Melbourne tops the list, followed by Vienna in Austria, then three Canadian cities, Vancouver, Toronto and Calgary, then Adelaide and Sydney in Australia, Helsinki in Finland, Perth in Australia and Auckland in New Zealand.
The score and ranking of the top 65 cities remain identical to the last survey six months ago and the research reports says that this may primarily reflect renewed stability as some economies begin to recover from the global economic crisis of a few years ago.
But it points out that the continuing crisis in the eurozone and tighter fiscal budgets may have also slowed planned improvements, meaning that scores have remained static rather than moving up or down.
‘Certainly, infrastructural development has been a driver over the last few years, with improvements to infrastructure in key cities in Australia, where the federal government initiated an ambitious long term road building programme in 2010. Vancouver is also embarking on a series of high profile projects. Work began on an ‘Evergreen’ mass transit line in 2012 and the authorities are reported to be considering measures such as ‘scramble intersections’ or road tolls to counteract congestion,’ it says.

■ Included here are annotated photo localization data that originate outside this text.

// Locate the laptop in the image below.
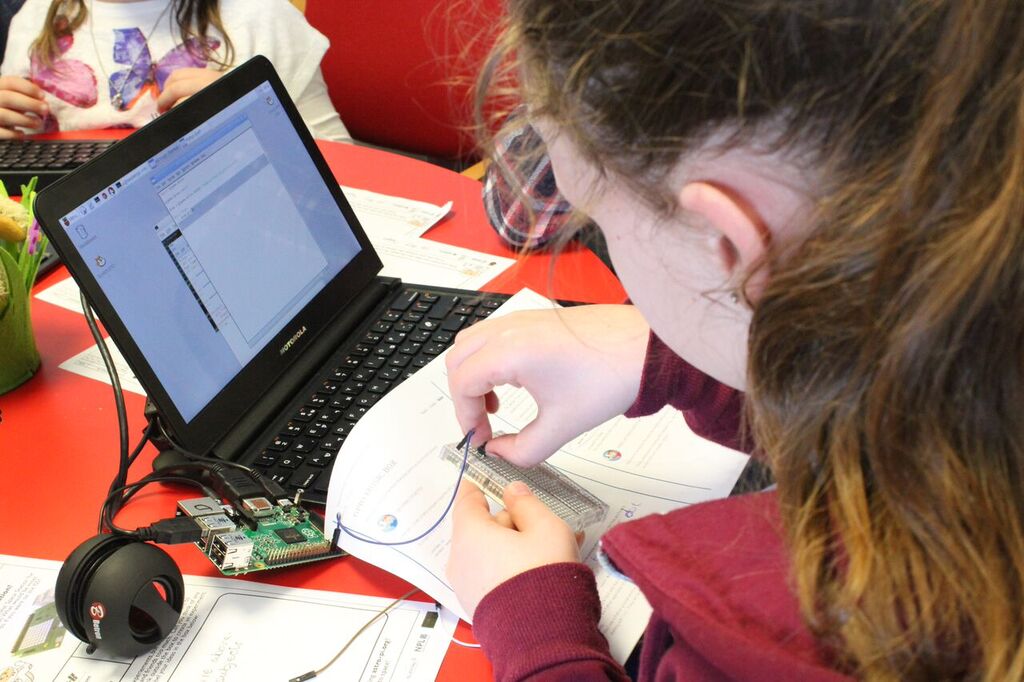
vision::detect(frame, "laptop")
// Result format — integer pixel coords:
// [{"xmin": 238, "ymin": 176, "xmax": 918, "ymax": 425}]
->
[{"xmin": 35, "ymin": 55, "xmax": 509, "ymax": 505}]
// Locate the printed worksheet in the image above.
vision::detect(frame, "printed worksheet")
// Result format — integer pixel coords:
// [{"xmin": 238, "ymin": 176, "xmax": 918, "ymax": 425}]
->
[
  {"xmin": 0, "ymin": 555, "xmax": 457, "ymax": 682},
  {"xmin": 325, "ymin": 289, "xmax": 750, "ymax": 663}
]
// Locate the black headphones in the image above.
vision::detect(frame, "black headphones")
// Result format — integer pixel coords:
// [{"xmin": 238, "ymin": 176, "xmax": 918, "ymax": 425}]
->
[{"xmin": 54, "ymin": 534, "xmax": 184, "ymax": 658}]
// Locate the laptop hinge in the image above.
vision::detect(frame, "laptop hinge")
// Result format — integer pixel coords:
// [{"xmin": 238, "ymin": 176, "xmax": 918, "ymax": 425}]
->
[{"xmin": 210, "ymin": 276, "xmax": 402, "ymax": 463}]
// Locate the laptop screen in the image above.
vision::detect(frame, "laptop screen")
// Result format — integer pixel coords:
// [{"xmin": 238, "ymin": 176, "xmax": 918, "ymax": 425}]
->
[{"xmin": 54, "ymin": 80, "xmax": 362, "ymax": 422}]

‘For cities in general, these measures will no doubt have a long term benefit, but in the short term they can be disruptive. Many of these schemes are working towards long term goals and thus the overall impact on scores in the top tier of cities is marginal. This is particularly the case in most developed cities given their already high score in these areas,’ it adds.

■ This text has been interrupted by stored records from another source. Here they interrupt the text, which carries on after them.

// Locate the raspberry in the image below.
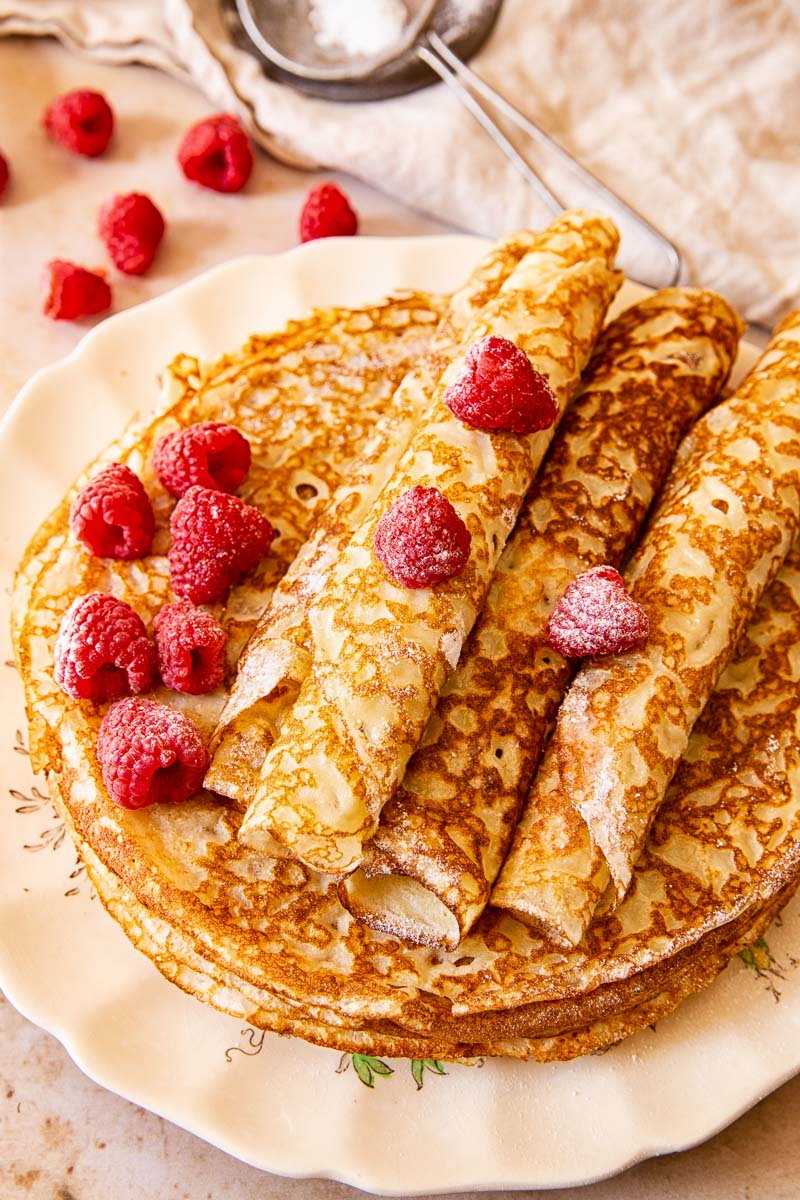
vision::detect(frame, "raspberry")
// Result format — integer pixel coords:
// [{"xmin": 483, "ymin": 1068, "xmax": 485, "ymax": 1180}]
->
[
  {"xmin": 153, "ymin": 422, "xmax": 251, "ymax": 498},
  {"xmin": 98, "ymin": 192, "xmax": 166, "ymax": 276},
  {"xmin": 44, "ymin": 260, "xmax": 112, "ymax": 321},
  {"xmin": 374, "ymin": 486, "xmax": 471, "ymax": 589},
  {"xmin": 546, "ymin": 566, "xmax": 650, "ymax": 657},
  {"xmin": 69, "ymin": 463, "xmax": 155, "ymax": 559},
  {"xmin": 154, "ymin": 599, "xmax": 227, "ymax": 694},
  {"xmin": 168, "ymin": 486, "xmax": 274, "ymax": 604},
  {"xmin": 0, "ymin": 152, "xmax": 9, "ymax": 202},
  {"xmin": 177, "ymin": 114, "xmax": 253, "ymax": 193},
  {"xmin": 97, "ymin": 696, "xmax": 209, "ymax": 809},
  {"xmin": 54, "ymin": 593, "xmax": 157, "ymax": 702},
  {"xmin": 299, "ymin": 183, "xmax": 358, "ymax": 243},
  {"xmin": 43, "ymin": 89, "xmax": 114, "ymax": 157},
  {"xmin": 444, "ymin": 335, "xmax": 559, "ymax": 434}
]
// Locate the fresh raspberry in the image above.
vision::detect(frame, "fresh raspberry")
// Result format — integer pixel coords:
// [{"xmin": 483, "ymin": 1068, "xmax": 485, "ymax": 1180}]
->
[
  {"xmin": 374, "ymin": 486, "xmax": 471, "ymax": 589},
  {"xmin": 69, "ymin": 463, "xmax": 155, "ymax": 559},
  {"xmin": 97, "ymin": 696, "xmax": 209, "ymax": 810},
  {"xmin": 299, "ymin": 183, "xmax": 358, "ymax": 243},
  {"xmin": 547, "ymin": 566, "xmax": 650, "ymax": 657},
  {"xmin": 0, "ymin": 152, "xmax": 9, "ymax": 202},
  {"xmin": 54, "ymin": 593, "xmax": 156, "ymax": 702},
  {"xmin": 177, "ymin": 114, "xmax": 253, "ymax": 193},
  {"xmin": 154, "ymin": 599, "xmax": 227, "ymax": 694},
  {"xmin": 44, "ymin": 260, "xmax": 112, "ymax": 321},
  {"xmin": 43, "ymin": 89, "xmax": 114, "ymax": 157},
  {"xmin": 444, "ymin": 335, "xmax": 559, "ymax": 434},
  {"xmin": 168, "ymin": 486, "xmax": 274, "ymax": 604},
  {"xmin": 152, "ymin": 422, "xmax": 251, "ymax": 498},
  {"xmin": 98, "ymin": 192, "xmax": 166, "ymax": 276}
]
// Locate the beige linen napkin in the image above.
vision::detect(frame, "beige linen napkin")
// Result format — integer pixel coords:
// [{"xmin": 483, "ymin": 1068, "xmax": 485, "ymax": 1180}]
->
[{"xmin": 3, "ymin": 0, "xmax": 799, "ymax": 323}]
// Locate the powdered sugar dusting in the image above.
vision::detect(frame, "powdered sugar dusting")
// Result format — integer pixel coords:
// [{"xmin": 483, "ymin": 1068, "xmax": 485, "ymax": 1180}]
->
[
  {"xmin": 547, "ymin": 565, "xmax": 650, "ymax": 657},
  {"xmin": 309, "ymin": 0, "xmax": 408, "ymax": 58},
  {"xmin": 441, "ymin": 628, "xmax": 463, "ymax": 670},
  {"xmin": 443, "ymin": 335, "xmax": 558, "ymax": 434},
  {"xmin": 373, "ymin": 485, "xmax": 471, "ymax": 589}
]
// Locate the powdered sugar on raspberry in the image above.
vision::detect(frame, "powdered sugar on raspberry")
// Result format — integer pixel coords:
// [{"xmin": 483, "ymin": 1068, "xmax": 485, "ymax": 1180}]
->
[
  {"xmin": 153, "ymin": 422, "xmax": 251, "ymax": 497},
  {"xmin": 69, "ymin": 462, "xmax": 154, "ymax": 559},
  {"xmin": 444, "ymin": 335, "xmax": 558, "ymax": 434},
  {"xmin": 154, "ymin": 599, "xmax": 227, "ymax": 694},
  {"xmin": 54, "ymin": 592, "xmax": 156, "ymax": 702},
  {"xmin": 373, "ymin": 485, "xmax": 471, "ymax": 589},
  {"xmin": 168, "ymin": 485, "xmax": 274, "ymax": 604},
  {"xmin": 547, "ymin": 565, "xmax": 650, "ymax": 657},
  {"xmin": 97, "ymin": 696, "xmax": 209, "ymax": 809}
]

There remains little difference between any of the ten most liveable cities as only 1.8 percentage points separate Melbourne in first place and Auckland in tenth place.
The general conditions required for a location to be awarded a high liveability score continue to be well reflected in Australian and Canadian cities.
The report says that it may be argued that violent crime is on an upward trend in the top tier of cities, but these figures should be put into context. Melbourne and Vancouver recorded murder rates of 2.7 and 2.5 per 100,000 population respectively in the year 2010/11. In Vienna, a city of 1.7 million people, only 18 murders were reported in 2010, or about 1.06 per 100,000. These figures compare with a US average of 4.8 homicides per 100,000 people in 2010 with New York City reporting a rate of almost 6.4 in the same year. In South Africa, the rate was 31.9 in 2010/2011.
The cities that score best tend to be mid-sized cities in wealthier countries with a relatively low population density.
It points out that when it comes to a great place to live big buzz cities such as New York, London, Paris and Tokyo are all prestigious hubs with a wealth of recreational activity, but all suffer from higher levels of crime, congestion and public transport problems. Also wages, the cost of living and personal taste for a location can offset liveability factors.
The EIU Index is based on five categories; education, culture and environment, stability, healthcare and infrastructure.